Duncan investigates the interactions of plate tectonics, climate, and erosion by examining their effects on landforms, particularly in active mountain belts such as the Himalayas and the Andes. This work relies on geographical information systems (GIS), remote sensing, and sophisticated computer technology.

"The question we’re essentially asking is, ‘What does the shape of the landscape tell us about the processes at work in the evolution of the landscape?’" said Duncan. He offers this example: U-shaped valleys were generally created by glaciers, whereas V-shaped valleys have usually been cut by rivers, so identifying U-shaped valleys helps to estimate the glacial and climate conditions of the ice ages. Using high-tech tools, including satellite imagery and remote sensing, "allows us to study many areas that are inaccessible, or where field work would be prohibitively expensive," said Duncan, who teaches introductory and advanced courses in GIS and remote-sensing images analysis.

Jin Feng, assistant professor of mathematics and statistics, earned his bachelor’s degree at Nanjing University in China. He received his Ph.D. at the University of Wisconsin at Madison, where he specialized in the field of probability. He then worked in the pharmaceutical industry for two years before joining the UMass faculty.
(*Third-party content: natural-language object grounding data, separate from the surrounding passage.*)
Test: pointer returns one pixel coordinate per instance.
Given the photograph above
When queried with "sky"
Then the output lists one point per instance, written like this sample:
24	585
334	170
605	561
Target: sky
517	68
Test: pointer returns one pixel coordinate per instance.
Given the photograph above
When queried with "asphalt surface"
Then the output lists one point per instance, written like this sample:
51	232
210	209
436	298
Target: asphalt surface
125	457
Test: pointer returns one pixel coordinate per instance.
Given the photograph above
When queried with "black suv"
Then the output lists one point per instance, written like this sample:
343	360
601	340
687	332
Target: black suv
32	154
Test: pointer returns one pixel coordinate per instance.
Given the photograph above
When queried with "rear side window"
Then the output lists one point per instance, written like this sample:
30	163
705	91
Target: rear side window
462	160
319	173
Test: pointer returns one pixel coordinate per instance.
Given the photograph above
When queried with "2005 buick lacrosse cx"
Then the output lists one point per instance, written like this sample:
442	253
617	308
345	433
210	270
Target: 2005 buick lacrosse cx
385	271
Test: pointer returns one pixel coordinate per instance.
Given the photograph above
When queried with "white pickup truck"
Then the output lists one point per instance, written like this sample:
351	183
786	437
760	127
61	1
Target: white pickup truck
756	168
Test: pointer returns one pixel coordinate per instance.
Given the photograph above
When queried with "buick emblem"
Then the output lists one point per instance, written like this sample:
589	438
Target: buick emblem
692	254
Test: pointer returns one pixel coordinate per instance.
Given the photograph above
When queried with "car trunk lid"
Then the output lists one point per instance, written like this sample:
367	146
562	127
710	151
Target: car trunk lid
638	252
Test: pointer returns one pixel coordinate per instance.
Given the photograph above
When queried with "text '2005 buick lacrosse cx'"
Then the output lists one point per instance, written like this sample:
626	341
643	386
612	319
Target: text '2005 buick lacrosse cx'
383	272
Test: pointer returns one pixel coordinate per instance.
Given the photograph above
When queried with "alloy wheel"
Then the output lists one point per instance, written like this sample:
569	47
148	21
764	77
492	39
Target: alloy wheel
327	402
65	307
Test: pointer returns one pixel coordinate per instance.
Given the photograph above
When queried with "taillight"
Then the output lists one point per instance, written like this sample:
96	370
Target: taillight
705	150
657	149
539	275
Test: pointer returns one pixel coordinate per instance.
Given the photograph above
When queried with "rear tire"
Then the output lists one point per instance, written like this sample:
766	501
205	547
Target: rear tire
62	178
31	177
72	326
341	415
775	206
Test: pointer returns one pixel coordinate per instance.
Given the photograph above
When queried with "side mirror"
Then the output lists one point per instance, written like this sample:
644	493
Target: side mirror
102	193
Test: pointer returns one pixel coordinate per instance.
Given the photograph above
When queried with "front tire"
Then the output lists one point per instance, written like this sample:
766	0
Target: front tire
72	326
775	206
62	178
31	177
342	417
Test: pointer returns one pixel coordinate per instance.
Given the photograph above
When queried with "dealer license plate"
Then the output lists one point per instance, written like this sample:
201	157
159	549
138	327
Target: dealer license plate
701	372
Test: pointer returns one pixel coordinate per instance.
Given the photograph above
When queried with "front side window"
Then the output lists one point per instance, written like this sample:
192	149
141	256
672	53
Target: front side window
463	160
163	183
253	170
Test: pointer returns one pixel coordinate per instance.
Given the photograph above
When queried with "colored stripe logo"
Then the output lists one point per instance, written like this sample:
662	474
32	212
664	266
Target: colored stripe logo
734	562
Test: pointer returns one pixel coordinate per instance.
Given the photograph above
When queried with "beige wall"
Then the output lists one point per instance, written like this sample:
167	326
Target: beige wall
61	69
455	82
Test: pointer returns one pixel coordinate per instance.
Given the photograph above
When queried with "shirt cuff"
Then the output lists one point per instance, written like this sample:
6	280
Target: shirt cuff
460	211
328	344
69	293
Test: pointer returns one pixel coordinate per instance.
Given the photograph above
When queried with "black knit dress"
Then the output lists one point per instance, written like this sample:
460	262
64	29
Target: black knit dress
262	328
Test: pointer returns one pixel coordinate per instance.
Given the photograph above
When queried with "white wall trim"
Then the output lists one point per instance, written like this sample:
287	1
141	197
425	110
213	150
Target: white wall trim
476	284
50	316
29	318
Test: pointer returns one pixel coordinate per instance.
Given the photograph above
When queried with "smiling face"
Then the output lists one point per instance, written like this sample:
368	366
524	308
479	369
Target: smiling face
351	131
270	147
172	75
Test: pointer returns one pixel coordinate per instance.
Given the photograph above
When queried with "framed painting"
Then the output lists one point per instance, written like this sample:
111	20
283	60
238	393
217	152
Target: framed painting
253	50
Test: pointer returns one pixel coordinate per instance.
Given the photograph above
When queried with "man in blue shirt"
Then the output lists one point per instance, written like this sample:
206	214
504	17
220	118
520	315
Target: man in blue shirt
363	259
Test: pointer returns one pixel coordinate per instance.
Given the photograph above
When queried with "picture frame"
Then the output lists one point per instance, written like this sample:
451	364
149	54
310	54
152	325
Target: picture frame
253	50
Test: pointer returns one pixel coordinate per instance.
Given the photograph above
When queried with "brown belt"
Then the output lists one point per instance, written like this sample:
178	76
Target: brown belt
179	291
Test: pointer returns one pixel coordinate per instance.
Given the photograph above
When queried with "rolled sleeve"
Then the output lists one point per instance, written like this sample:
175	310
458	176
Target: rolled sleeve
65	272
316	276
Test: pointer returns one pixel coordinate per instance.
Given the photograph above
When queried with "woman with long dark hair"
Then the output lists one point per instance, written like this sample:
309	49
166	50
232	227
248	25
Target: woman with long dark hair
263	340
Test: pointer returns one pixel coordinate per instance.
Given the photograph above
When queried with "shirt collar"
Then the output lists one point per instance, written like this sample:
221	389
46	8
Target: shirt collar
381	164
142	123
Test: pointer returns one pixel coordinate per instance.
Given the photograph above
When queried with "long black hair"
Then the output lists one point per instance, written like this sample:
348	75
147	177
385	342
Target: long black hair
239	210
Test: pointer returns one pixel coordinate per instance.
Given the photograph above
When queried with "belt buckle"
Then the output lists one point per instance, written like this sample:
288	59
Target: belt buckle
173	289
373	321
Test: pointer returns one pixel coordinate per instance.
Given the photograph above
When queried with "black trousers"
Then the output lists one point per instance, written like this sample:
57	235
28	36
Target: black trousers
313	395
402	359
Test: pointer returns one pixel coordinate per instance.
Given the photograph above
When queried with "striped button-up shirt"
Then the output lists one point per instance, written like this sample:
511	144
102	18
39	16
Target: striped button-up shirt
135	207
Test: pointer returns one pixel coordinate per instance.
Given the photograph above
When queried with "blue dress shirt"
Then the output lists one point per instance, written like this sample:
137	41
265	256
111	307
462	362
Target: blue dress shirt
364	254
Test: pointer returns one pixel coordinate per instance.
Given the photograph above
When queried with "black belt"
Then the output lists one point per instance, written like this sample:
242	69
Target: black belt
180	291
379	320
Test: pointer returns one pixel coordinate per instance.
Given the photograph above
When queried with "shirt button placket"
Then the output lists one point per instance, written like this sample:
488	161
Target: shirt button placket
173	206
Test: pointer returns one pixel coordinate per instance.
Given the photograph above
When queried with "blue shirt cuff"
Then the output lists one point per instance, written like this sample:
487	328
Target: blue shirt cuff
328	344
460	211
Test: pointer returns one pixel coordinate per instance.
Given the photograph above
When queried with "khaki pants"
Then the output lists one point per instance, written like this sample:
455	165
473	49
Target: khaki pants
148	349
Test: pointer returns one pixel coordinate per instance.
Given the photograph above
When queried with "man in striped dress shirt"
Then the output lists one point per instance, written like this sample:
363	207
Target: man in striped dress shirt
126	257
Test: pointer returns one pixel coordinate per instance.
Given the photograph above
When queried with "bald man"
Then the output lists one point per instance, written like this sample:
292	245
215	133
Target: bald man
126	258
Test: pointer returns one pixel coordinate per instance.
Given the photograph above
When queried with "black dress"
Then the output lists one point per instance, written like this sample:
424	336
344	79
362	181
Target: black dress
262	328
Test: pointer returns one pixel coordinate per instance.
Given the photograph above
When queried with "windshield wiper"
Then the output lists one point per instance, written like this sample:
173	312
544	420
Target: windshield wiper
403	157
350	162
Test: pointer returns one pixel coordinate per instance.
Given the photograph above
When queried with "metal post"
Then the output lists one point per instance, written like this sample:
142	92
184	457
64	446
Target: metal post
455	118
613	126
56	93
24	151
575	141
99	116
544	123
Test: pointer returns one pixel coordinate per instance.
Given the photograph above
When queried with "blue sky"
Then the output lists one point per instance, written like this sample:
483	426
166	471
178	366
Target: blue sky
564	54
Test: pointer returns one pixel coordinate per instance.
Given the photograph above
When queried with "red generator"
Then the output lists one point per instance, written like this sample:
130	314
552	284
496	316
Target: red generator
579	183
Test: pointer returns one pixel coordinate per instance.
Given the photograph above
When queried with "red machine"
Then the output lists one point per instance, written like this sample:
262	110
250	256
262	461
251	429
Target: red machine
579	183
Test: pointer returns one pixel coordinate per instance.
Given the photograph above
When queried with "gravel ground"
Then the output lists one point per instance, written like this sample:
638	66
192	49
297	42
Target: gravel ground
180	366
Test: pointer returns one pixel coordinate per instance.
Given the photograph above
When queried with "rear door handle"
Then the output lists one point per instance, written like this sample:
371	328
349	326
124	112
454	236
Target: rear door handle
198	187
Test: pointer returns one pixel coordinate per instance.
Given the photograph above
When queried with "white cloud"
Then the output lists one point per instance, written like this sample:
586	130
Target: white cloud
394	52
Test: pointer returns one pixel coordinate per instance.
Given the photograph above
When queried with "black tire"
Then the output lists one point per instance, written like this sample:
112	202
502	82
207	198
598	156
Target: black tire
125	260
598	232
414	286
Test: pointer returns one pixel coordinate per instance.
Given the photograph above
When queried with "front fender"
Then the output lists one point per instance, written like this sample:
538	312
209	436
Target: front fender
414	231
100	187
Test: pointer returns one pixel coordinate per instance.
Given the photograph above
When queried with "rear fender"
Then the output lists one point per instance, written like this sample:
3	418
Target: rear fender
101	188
While working in industry, Feng created and used powerful mathematical tools in clinical research, employing sophisticated statistical methods to determine the effectiveness of certain drugs. "The field of mathematical statistics is going in the direction of solving concrete problems," said Feng, who teaches statistics.

Feng’s current major research interest is in an area of probability called "large deviations." This field focuses on pinpointing very small probabilities."For instance," offered Feng, "a phone company might want to know what the chances are that a certain part of the communications system would have to handle 10,000 calls in one second. We can model what the chances are, and then the company can make an intelligent, educated decision about whether to plan for the chance and accommodate it, or whether to take the risk that the situation will never occur."